Abdul Rahman, Bisnis Indonesia, Selasa 5 September 2017
JAKARTA – PT. Jakarta International Container Terminal melansir data kerugian Rp. 33 miliar selama aksi mogok kerja yang dilakukan serikat pekerja pada 3-7 Agustus 2017.
Wakil Direktur Utama PT. Jakarta International Container Terminal (JICT) Riza Erivan mengatakan data kerugian ini mengacu kehilangan pendapatan sekitar US$ 500.000 per hari atau sekitar Rp. 6,65 miliar per hari dengan kurs Rp. 13.300 per dolar.
“Itu masih hitung-hitungan kasar. Terus terang kami tidak pernah menghitung secara rinci karena memang tidak ada permintaan untuk itu,” katanya kepada Bisnis, Senin (4/9).
Saat ini, dia menyatakan operasional perusahaan sudah kembali normal pascamasa aksi mogok Serikat Pekerja JICT. Namun, dia menambahkan sebagian aktivitas bongkar muat kontainer ekspor impor masih dibagi dengan Terminal Peti Kemas (TPK) Koja.
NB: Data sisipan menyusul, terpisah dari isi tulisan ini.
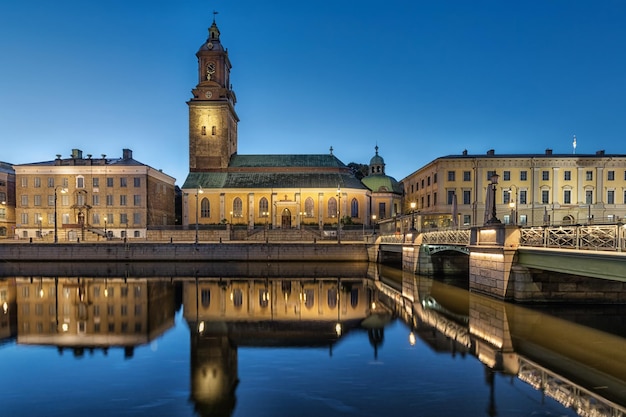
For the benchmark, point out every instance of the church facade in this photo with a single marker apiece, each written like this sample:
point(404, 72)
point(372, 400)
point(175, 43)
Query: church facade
point(276, 191)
Seharusnya, lanjutnya, kontrak kerja sama dengan TPK Koja berakhir pada 31 Desember 2017. Namun, Riza menyatakan berencana mengevalusi terhadap kontrak tersebut. “Kami rencana evaluasi. Kalau bisa lebih cepat akan dipercepat,” imbuhnya.
Sebagaimana diketahui, ratusan karyawan JICT yang tergabung dalam Serikat Pekerja JICT melakukan mogok kerja selama 5 hari pada 3-7 Agustus 2017. Aksi tersebut berakhir lebih cepat dari rencana semula yakni 3-10 Agustus 2017.
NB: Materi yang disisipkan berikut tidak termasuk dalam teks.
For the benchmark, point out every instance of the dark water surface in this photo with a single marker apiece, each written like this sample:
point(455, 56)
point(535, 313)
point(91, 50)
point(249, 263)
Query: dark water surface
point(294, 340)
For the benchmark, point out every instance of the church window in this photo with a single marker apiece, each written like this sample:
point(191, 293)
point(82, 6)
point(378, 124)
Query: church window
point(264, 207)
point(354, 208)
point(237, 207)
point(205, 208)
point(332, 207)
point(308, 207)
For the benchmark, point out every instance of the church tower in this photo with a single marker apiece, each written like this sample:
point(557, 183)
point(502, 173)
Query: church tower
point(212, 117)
Mogok berhenti karena SP JICT menduga ada pihak yang menghendaki mogok berlangsung lebih lama. Aksi mogok tersebut membuat aktivitas bongkar muat di Pelabuhan Tanjung Priok sempat terganggu karena 42% proses bongkar muat di Tanjung Priok dikuasai oleh JICT.
Selama pekerja mogok, JICT mengalihkan aktivitas bongkar muat ke empat terminal yakni Terminal 3 Pelabuhan Tanjung Priok, New Port Container Terminal 1 (NPCT-1), Terminal Mustika Alam Lestari, dan TPK Koja.
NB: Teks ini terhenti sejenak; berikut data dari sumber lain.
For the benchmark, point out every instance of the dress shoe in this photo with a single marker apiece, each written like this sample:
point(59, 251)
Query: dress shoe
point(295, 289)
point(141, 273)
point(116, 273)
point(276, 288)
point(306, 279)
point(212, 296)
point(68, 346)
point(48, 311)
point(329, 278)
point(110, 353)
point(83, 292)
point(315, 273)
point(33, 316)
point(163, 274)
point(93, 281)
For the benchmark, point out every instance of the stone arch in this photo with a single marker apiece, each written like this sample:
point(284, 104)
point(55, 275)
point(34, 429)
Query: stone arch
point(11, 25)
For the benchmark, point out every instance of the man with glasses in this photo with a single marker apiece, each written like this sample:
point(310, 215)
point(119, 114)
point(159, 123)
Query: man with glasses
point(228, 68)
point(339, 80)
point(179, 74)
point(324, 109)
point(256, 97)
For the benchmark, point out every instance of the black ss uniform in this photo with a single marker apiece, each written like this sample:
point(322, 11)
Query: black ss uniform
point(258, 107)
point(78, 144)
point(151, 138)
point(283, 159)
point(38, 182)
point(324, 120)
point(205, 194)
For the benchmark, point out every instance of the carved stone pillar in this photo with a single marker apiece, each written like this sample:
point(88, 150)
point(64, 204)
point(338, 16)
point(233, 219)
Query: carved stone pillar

Serikat Pekerja JICT melakukan pemogokan untuk menolak perpanjangan kontrak konsensi antara PT. Pelabuhan Indonesia (Pelindo) II dengan Hutchison Port Holding.
Selain, itu Serikat Pekerja JICT juga menilai pembayaran sewa (rental fee) oleh JICT sebesar US$ 85 juta per tahun kepada Pelindo II ilegal.
Selain JICT, pengusaha truk logistik juga mengalami kerugian miliaran rupiah.
Wakil Ketua Asosiasi Pengusaha Truk Indonesia (Aptrindo) Bidang Distribusi dan Logistik Kyatmaja Lookman mengatakan ada sekitar 20.000 unit truk di DKI Jakarta.
RESPON PEKERJA
Sementara itu, Ketua Asosiasi Logistik dan Forwarder Indonesia (ALFI) DKI Jakarta, Widijanto mengapresiasi sikap pekerja PT. JICT yang akan menjamin stabilitas layanan dan produktivitas bongkar muat peti kemas di terminal itu.
Saat ini, pengguna jasa membutuhkan kepastian tingkat layanan dan produktivitas jasa pelabuhan untuk efisiensi serta menurunkan biaya logistik nasional.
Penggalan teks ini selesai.